Литмир - Электронная Библиотека

И я с трепетом подумал о ней, о Хельге Грегориус, я вспомнил ее невидящий, затуманенный счастьем взгляд в сумерках. Да, они идеально подходят друг другу, естественный отбор… Грегориус… С какой стати волочить ей за собой через всю жизнь груз этой фамилии, этого супружества? Бессмыслица.

Стало смеркаться, алый отблеск заката упал на закоптелый дворцовый фасад. Мимо по тротуару шли люди; я прислушивался к голосам: тощие янки с их немыслимой тарабарщиной, низенькие жирные торговцы-евреи с характерной гнусавинкой и наш брат-обыватель, благодушествующий по случаю субботы. То один, то другой приветствовал меня кивком головы, и я кивал в ответ; иные приподымали шляпу, и я приподымал свою. За соседний столик уселись давние мои знакомцы, Мартин Бирк и Маркель, и с ними некий господин, с которым я и прежде встречался, но фамилию его позабыл, а может, никогда и не знал, – он совершенно лысый, до этого же я встречался с ним только в помещении и поэтому в первый момент не узнал, пока он не снял шляпу, здороваясь; Рекке кивнул Маркелю, с которым он знаком, и вскоре после того поднялся уходить. Минуя мой столик, он сделал удивленное лицо и поздоровался крайне вежливо, но суховато. В университете мы были на «ты», он про это забыл.

Не успел он отойти на приличное расстояние, как троица за соседним столиком принялась его обсуждать, и я слышал, как лысый господин обратился к Маркелю:

– Ты ведь знаком с этим Рекке, говорят, он далеко пойдет, – он, кажется, честолюбив?

Маркель:

– Гм, честолюбив… Если б я и назвал его честолюбивым, так исключительно ради нашей с ним близкой дружбы, а вообще-то правильнее будет сказать, что он хочет продвинуться. Честолюбие – вещь редкостная. Мы привыкли называть честолюбцем всякого, кто метит в министры. А что такое министр? Денег не больше, чем у торгаша средней руки, а власти едва достаточно, чтобы протежировать родственникам, не говоря уж о том, чтоб протаскивать собственные идеи, если таковы имеются. Из этого, конечно, не следует, что лично я отказался б от министерского статуса, все лучше моего, – но при чем тут честолюбие? Ведь ничего общего. В те времена, когда я был честолюбив, я разработал целый проект – и оригинальнейший, кстати сказать, проект, – как завоевать весь мир и заново все переделать, по справедливости; а когда наконец уж такое бы воцарилось благоденствие, что глядеть тошно, я набил бы себе карманы монетой, удрал бы куда-нибудь в столицу, посиживал в кафе, потягивал абсент и утешался бы, глядючи, какая пошла без меня неразбериха.

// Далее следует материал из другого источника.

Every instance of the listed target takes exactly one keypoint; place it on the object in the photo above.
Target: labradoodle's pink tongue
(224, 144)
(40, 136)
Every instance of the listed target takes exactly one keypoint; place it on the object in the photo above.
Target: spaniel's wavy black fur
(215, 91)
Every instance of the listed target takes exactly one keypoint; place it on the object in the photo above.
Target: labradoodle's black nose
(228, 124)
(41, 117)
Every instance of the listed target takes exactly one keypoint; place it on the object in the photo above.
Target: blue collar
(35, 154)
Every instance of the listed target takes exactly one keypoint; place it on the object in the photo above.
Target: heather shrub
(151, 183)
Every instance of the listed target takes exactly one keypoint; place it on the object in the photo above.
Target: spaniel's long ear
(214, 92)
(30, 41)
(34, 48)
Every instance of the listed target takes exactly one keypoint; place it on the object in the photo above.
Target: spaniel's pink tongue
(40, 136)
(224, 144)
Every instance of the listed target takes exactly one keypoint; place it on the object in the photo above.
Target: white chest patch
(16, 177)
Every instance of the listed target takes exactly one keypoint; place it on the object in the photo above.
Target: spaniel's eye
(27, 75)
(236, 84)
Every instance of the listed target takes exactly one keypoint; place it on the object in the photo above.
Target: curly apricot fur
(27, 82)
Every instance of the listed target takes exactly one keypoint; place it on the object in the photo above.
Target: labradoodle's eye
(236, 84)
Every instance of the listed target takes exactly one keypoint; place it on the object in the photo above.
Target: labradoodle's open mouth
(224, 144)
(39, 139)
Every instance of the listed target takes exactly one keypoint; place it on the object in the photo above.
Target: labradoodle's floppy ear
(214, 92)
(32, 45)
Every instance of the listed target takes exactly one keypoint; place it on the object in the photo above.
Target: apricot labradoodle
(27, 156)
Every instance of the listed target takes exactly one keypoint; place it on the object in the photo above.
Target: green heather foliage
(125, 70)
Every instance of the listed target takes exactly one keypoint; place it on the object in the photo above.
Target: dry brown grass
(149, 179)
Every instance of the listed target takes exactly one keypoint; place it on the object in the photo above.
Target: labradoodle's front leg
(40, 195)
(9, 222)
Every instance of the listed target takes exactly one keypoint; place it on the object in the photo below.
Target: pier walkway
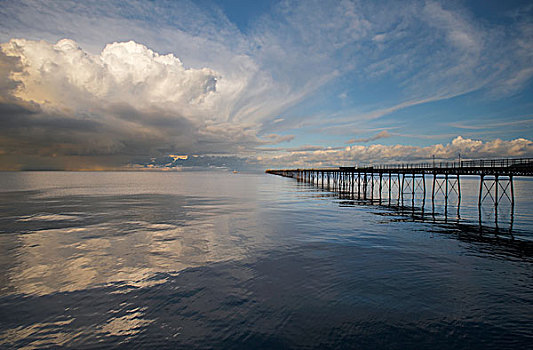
(380, 182)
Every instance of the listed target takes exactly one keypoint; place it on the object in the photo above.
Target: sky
(236, 84)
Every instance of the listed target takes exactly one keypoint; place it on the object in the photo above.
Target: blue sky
(89, 85)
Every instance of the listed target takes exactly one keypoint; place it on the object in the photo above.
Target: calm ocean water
(217, 260)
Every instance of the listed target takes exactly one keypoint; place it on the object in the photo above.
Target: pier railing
(480, 163)
(378, 182)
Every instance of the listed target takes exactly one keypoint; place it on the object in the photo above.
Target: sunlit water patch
(207, 260)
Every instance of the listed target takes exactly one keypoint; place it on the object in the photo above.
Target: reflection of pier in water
(399, 185)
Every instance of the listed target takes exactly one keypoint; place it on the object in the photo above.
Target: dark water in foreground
(214, 260)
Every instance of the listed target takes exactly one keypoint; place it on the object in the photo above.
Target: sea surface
(221, 260)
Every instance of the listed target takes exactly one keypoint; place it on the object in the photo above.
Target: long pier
(379, 182)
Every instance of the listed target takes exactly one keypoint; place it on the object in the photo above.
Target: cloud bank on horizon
(98, 85)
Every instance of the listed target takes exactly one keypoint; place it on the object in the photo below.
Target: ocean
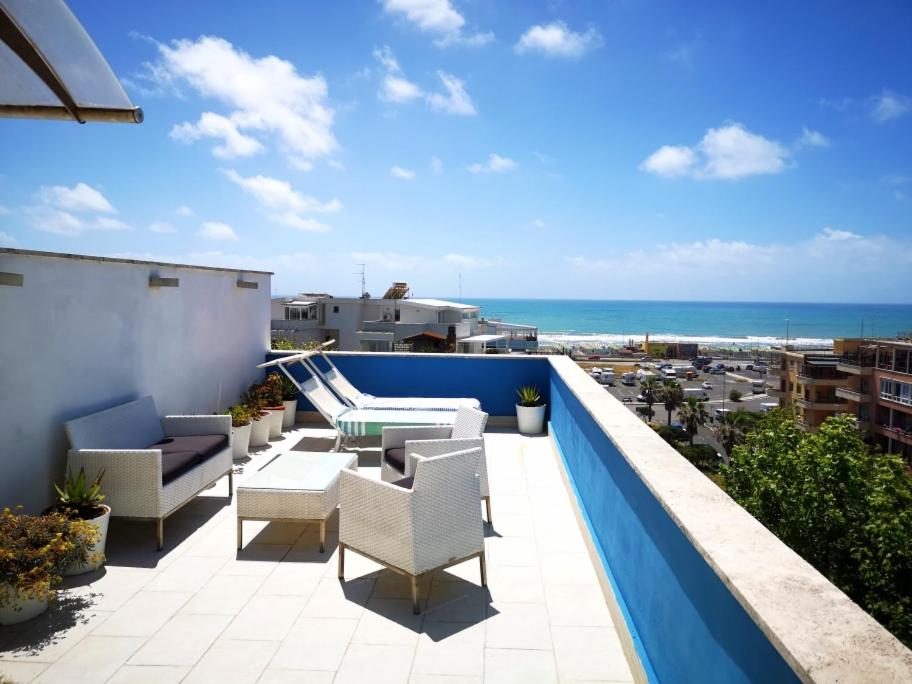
(754, 324)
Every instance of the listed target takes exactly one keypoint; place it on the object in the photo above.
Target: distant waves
(614, 340)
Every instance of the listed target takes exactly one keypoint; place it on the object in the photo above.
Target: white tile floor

А все-таки, братцы, люблю я Класа Рекке; и за то, что красив, и за то, что имеет поразительный талант с приятностью устраиваться в этой нашей юдоли скорби.

Ах, Маркель, Маркель, как всегда, верен себе. Сейчас он ведет отдел политики в одной солидной газете и частенько, вдохновившись, сочиняет статьи, предназначенные для серьезного чтения и порой того заслуживающие. Небритый и нечесаный чуть не до обеда, зато всегда безукоризненно элегантный вечером, постоянно начиненный порохом острословия, ярко вспыхивающим в тот самый час, как вспыхивают на улицах фонари. Рядом с ним сидели Бирк, с отсутствующим видом, в просторном макинтоше, несмотря на жару; он все время зябко в него кутался.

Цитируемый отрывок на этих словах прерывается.